Fireworks: Lots of complaints, few citations

One issue has generated by far the most complaints from City Council member Michael O'Donnell's south Wichita constituents this year.

Flooding? No.

Street repairs? No.


"And I have big issues in my district," said O'Donnell, who represents District 4.

But O'Donnell said he understands why so many people are unhappy: this past Independence Day holiday period seemed even louder than usual.

The number of fireworks complaints this year jumped to more than 1,100, an increase of nearly 50 percent over 2010, according to statistics provided by Wichita Fire Marshal Brad Crisp.

So many people jammed 911 with fireworks complaints on the night of July 4 that callers attempting to report an ultimately fatal motorcycle crash shortly before 10 p.m. were unable to get through.

Yet only four citations were issued for violating the city's fireworks ordinance, which forbids any fireworks in the city that shoot more than 6 feet into the air.

Despite the ordinance, illegal fireworks ignite structures and grasslands each year in Wichita. Fireworks have caused five structure fires so far in 2011, Crisp said.

The reason more citations weren't issued during the July Fourth holiday period is simple, Crisp said.

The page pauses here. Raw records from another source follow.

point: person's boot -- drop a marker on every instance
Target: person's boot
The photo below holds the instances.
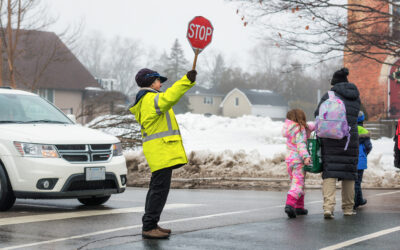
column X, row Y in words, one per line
column 300, row 210
column 289, row 210
column 164, row 230
column 328, row 214
column 363, row 202
column 154, row 234
column 290, row 206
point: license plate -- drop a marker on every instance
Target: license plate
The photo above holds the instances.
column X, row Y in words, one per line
column 95, row 174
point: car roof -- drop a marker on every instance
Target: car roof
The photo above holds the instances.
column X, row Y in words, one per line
column 14, row 91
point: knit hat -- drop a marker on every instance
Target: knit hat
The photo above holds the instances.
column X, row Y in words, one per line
column 361, row 116
column 340, row 76
column 145, row 77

"You have to have probable cause," Crisp said. "You have to see them actually doing it, or they have to have it in their hands."

Patrolling a city of about 380,000 people and spotting specific violators at night is pretty difficult, he said.

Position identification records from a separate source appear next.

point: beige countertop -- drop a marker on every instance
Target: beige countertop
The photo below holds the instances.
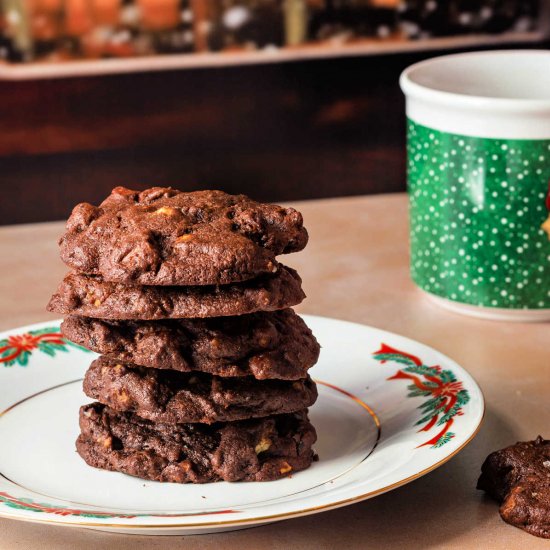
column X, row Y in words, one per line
column 354, row 268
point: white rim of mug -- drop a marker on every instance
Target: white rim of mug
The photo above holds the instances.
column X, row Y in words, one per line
column 486, row 103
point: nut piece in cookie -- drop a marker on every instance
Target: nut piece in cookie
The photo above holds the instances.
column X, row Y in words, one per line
column 518, row 477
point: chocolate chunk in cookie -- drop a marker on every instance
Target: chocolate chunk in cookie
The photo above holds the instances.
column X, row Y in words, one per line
column 264, row 345
column 518, row 477
column 92, row 297
column 162, row 236
column 175, row 397
column 264, row 449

"It's very challenging," Crisp said. "Literally, you've got to catch them in the act."

O'Donnell said he would like to see authorities crack down on violators next year — or eliminate the tougher city restrictions altogether.

"Why even have these laws if we're not going to enforce them?" he asked.

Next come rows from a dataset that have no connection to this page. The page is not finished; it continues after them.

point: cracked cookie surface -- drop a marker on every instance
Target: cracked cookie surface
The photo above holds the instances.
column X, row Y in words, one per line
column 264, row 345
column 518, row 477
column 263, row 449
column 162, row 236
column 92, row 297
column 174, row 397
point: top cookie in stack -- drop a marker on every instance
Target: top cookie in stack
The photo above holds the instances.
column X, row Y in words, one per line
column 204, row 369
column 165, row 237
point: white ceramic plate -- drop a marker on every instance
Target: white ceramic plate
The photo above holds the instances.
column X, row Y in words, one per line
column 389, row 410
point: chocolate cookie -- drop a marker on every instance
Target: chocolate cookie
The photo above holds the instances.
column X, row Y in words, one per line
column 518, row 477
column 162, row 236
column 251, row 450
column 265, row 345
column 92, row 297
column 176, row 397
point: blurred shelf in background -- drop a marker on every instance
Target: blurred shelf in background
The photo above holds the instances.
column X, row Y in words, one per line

Dan Fitzgerald was so frustrated by being kept up until the wee hours of the morning by loud fireworks that he began walking through his Historic Midtown neighborhood to see who was setting them off.

"I am not opposed to fireworks, but there has to be some restrictions," said Fitzgerald, who lives in the 1300 block of North Topeka. "The stuff I hear is all illegal ... and some of it is really, really loud.

"I just think it's way overboard."

It's not just in one or two areas of town, he said. Shortly after the holiday period, he met with friends who live in far west and far east Wichita. They all complained about the fireworks noise.

Fitzgerald said he'd like to see public service announcements air in the days leading up to July reminding folks what's legal — and what's not — to set off in Wichita.

A similar campaign a decade or so ago about not celebrating each new year with gunfire was effective, he said.

Numerous verbal warnings were issued to violators this year, Crisp said, but statistics on those cases weren't kept.

Typically, he said, those instances were misunderstandings — not blatant disregard of the ordinance. One family followed the recommendation of "shoot them where you buy them" by walking to the fireworks stand two blocks away and purchasing their fireworks there.

As it turned out, Crisp said, they live in Wichita and the fireworks stand was in Goddard. They unwittingly bought and set off fireworks that are not allowed in Wichita.

"That's a completely different conversation" than someone who simply ignores the ordinance and sets off whatever he wants, Crisp said.

O'Donnell said an increase in fireworks citations might have a chilling effect on violations in much the same way as a crackdown on speeding seems to get drivers to slow down in the targeted area.

"Honestly, I would just want more consistency," he said.